In HNSW, filters may make traversal less direct if many nearby nodes are ineligible for the final result. In IVF, filters may leave selected clusters with too few matching candidates, requiring more probing.
Do not choose an index based only on unfiltered vector queries if production traffic uses metadata filters.
Query Throughput
For high query throughput and low latency, HNSW is often a strong baseline.
It is designed for fast approximate retrieval on large collections. If enough memory is available, it can deliver excellent serving performance.
IVF can also perform well, especially with tuned cluster counts, optimized scans, and compression, but its performance depends heavily on how many clusters and candidates are searched per query.
Build and Tuning Complexity
HNSW tuning usually focuses on graph construction, connection count, and search breadth.
IVF tuning focuses on centroid training, cluster count, probe count, cluster balance, and optional compression settings. IVF-PQ adds codebook training and rescoring choices.
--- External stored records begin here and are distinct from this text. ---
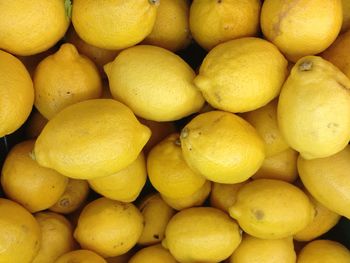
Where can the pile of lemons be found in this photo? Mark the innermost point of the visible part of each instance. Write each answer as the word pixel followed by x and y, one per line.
pixel 131 155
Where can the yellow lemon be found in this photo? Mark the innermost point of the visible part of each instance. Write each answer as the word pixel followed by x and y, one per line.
pixel 328 181
pixel 213 21
pixel 171 29
pixel 315 125
pixel 155 254
pixel 282 166
pixel 81 256
pixel 223 196
pixel 256 250
pixel 125 185
pixel 323 221
pixel 26 182
pixel 16 92
pixel 324 251
pixel 19 233
pixel 154 82
pixel 91 139
pixel 201 234
pixel 222 147
pixel 242 74
pixel 110 228
pixel 156 214
pixel 168 171
pixel 264 120
pixel 272 209
pixel 56 237
pixel 73 197
pixel 30 27
pixel 195 199
pixel 63 79
pixel 301 28
pixel 114 24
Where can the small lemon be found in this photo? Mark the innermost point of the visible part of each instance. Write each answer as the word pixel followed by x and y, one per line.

Neither is free. HNSW tuning is graph-centered. IVF tuning is partition-centered.
Use HNSW When
Use HNSW when:
- you need low query latency
- you need high recall
- you have enough RAM for the index
- query throughput is important
- the dataset is large but not memory-prohibitive
- you want a strong general-purpose ANN index
Use IVF When
Use IVF when:
- memory or storage efficiency is a major constraint
- cluster-based partitioning fits the data
- you want explicit control over cluster probing
- you plan to use PQ or another compression method
- slightly higher latency is acceptable
- you can benchmark and tune cluster quality carefully
What to Benchmark
Benchmark both candidates using:
- recall at the target
k - p50, p95, and p99 latency
- query throughput under concurrency
- memory usage during query serving
- index build time
- insert, update, and delete behavior
- filtered-query performance
- cost per million queries
The best index is the one that meets your actual service target, not the one that wins a generic benchmark.
A Practical Starting Point
If you are unsure, start with HNSW for a large in-memory vector search workload.
Then test an IVF-style index if memory cost is too high, if the dataset is moving toward disk-backed scale, or if compression is required to make the deployment economical.
This order is practical because HNSW is often easier to validate as a high-recall baseline.
Common Misunderstandings
Common misunderstandings include:
- assuming HNSW is always better than IVF
- assuming IVF is always cheaper without measuring recall
- ignoring graph memory in HNSW
- ignoring clustering quality in IVF
- comparing indexes at different recall levels
- forgetting to benchmark filters and updates
Summary
Choose HNSW when low latency, high recall, and high query throughput matter most and the index fits in memory. Choose IVF when memory efficiency, cluster-based search control, compression, or disk-friendly architecture matters more.
The right answer is workload-specific. Evaluate both index families using your own vectors, query distribution, filters, update rate, hardware, and recall target.